Joe Biden’s defenders will surely argue that, had Hunter been an ordinary citizen, the gun case wouldn’t have gotten this far, and that his father simply righted that wrong. Republicans have hyped investigations into Hunter for years, but it turned up no evidence linking his father to corruption.
Eric Holder, former attorney general, wrote on social media that no U.S. attorney “would have charged this case given the underlying facts. After a five-year investigation, the discovered facts only made that clear. If his name had been Joe Smith, the resolution would have been – fundamentally and more honestly – a declination. Apologies warranted.”
It was also noted that this is not the first time that pardons have smacked of nepotism. As president, Bill Clinton pardoned his half-brother on old cocaine charges, and Trump pardoned Jared Kushner’s father, his son-in-law, for tax evasion and retaliation against a cooperating witness, even though in both cases the men had already served their sentences. prison sentences. Trump also used the dog days of his first presidency to pardon the rogues’ gallery of Steve Bannon, Michael Flynn, Paul Manafort and Roger Stone.
And yet, for many Americans, there will be something shocking about the double standard of a president pardoning a member of his own family ahead of countless other worthwhile matters. Republicans in the House of Representatives, of course, railed with more exaggeration about the “Biden crime family.”
But there were also more thoughtful objections. Jared Polis, the Democratic governor of Colorado, wrote on social media: “While as a father I certainly understand President Joe Biden’s natural desire to help his son by pardoning him, I am disappointed that he has put family over country stated. This is a bad precedent that could be abused by future presidents and will unfortunately tarnish his reputation.”
Joe Walsh, a former Republican congressman turned Trump critic, said on the MSNBC network: “Joe Biden repeatedly said he wouldn’t do this, so he lied repeatedly. This only furthers the cynicism that people have about politics and that cynicism strengthens Trump because Trump can say, ‘I’m not a unique threat. Everyone does this. If I do something for my child, my son-in-law, anything, look, Joe Biden is doing the same thing.” I understand, but this was a selfish move by Biden, which only makes Trump stronger politically. It just deflates.”

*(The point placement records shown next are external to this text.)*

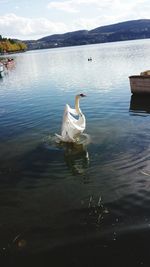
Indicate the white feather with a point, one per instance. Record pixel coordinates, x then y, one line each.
72 127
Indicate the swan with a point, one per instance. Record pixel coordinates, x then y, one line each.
72 127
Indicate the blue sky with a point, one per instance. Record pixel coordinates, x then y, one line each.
33 19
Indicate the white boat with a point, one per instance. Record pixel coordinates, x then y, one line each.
140 84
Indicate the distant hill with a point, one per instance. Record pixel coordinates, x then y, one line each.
128 30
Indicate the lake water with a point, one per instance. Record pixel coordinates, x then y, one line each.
86 205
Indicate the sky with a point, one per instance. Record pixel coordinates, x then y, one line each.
34 19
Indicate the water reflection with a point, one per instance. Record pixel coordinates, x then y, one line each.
140 103
76 157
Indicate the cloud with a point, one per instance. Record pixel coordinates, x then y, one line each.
65 6
27 28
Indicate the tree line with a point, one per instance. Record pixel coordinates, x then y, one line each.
8 45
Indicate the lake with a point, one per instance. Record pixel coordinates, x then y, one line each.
85 205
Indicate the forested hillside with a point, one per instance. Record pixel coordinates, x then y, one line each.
10 45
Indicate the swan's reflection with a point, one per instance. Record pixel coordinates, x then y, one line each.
140 103
76 156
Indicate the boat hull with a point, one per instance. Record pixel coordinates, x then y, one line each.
140 84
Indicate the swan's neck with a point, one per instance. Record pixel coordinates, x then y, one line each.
77 107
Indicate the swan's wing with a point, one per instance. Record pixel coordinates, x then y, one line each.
71 127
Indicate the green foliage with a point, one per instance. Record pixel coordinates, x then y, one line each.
10 45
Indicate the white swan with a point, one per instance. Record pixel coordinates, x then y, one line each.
72 127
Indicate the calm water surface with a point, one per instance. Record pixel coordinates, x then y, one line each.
83 205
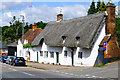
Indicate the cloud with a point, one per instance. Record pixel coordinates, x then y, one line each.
10 6
45 13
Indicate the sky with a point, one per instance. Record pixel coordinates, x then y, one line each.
43 10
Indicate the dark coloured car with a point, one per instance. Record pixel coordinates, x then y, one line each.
9 59
18 61
4 58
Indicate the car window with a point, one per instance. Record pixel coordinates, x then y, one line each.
5 57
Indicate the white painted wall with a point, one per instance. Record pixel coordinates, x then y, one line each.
89 55
65 60
49 49
23 52
88 58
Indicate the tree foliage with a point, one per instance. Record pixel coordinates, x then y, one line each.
102 7
92 9
14 32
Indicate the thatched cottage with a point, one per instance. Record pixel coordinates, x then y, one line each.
84 41
28 53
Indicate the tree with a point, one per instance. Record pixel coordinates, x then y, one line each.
98 5
92 9
102 7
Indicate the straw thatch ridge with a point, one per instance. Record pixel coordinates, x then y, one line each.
86 28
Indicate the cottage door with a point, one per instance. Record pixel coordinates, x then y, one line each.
72 57
57 57
37 56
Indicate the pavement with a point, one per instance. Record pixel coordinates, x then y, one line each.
51 67
38 70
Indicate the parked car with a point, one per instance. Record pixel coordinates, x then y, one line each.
0 57
4 58
9 59
18 61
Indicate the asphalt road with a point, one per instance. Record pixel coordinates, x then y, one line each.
26 72
110 71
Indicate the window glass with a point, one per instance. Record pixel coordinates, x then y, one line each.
46 54
41 53
65 53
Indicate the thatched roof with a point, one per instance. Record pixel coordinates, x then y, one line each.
86 28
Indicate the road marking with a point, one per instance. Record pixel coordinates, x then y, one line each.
14 69
28 74
70 74
3 66
63 72
94 76
66 73
37 69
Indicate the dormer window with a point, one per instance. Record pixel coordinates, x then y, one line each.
63 37
77 38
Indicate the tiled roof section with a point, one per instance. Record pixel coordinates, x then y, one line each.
105 39
31 34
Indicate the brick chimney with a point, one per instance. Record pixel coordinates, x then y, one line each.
59 17
113 49
34 26
111 27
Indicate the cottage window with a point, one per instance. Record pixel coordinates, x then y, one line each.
41 53
46 54
52 54
63 37
65 53
80 55
78 38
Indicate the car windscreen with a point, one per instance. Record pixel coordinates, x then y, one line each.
20 58
5 57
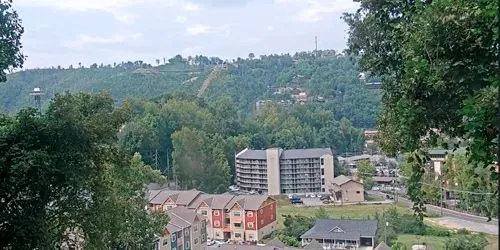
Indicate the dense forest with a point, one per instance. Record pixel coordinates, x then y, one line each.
191 115
330 80
196 141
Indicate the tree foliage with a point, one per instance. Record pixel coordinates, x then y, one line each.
244 81
365 172
62 172
199 140
433 76
11 56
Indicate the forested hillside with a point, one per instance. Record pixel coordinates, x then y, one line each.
332 77
197 141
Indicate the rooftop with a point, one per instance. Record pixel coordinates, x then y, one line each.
286 154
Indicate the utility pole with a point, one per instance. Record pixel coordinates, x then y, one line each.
37 94
385 232
441 177
156 160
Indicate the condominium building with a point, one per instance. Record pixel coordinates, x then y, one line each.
276 171
186 230
221 216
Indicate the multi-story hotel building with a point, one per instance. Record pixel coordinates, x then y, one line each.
276 171
227 217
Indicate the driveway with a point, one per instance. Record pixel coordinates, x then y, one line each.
456 220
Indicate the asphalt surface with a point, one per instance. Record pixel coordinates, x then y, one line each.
455 219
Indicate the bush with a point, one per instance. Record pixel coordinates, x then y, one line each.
466 242
435 231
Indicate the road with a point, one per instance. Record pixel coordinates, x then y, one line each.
454 219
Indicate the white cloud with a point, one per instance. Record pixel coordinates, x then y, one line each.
116 7
316 8
191 51
85 39
199 29
180 19
191 7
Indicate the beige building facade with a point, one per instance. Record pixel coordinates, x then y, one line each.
347 190
276 171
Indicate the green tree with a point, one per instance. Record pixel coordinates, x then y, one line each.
365 172
62 172
433 77
463 242
11 56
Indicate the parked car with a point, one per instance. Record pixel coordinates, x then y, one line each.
324 197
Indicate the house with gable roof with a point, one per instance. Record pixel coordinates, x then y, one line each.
228 217
342 233
345 189
186 230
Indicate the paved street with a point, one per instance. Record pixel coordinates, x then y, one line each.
454 219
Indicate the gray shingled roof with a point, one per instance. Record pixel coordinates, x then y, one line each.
248 202
214 201
252 154
276 243
182 198
351 229
305 153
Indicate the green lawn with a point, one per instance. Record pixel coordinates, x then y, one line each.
370 197
436 243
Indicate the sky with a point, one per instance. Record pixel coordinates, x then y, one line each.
64 32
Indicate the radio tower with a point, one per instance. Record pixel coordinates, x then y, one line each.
37 94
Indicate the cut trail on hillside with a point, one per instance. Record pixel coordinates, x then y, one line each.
215 72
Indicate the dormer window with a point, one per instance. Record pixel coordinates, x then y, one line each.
337 230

The Trump context is impossible to ignore in this moral maze. Next month he will become the first convicted criminal to be sworn in as president, although three cases against him have all but been dismissed. He’s already appointing loyalists to the FBI and Justice Department.
Michelle Obama once advised: When they go low, we go high. On Sunday, Joe Biden, 82 and heading for the exit with little to lose, decided to go low. Maybe it was what any parent would have done.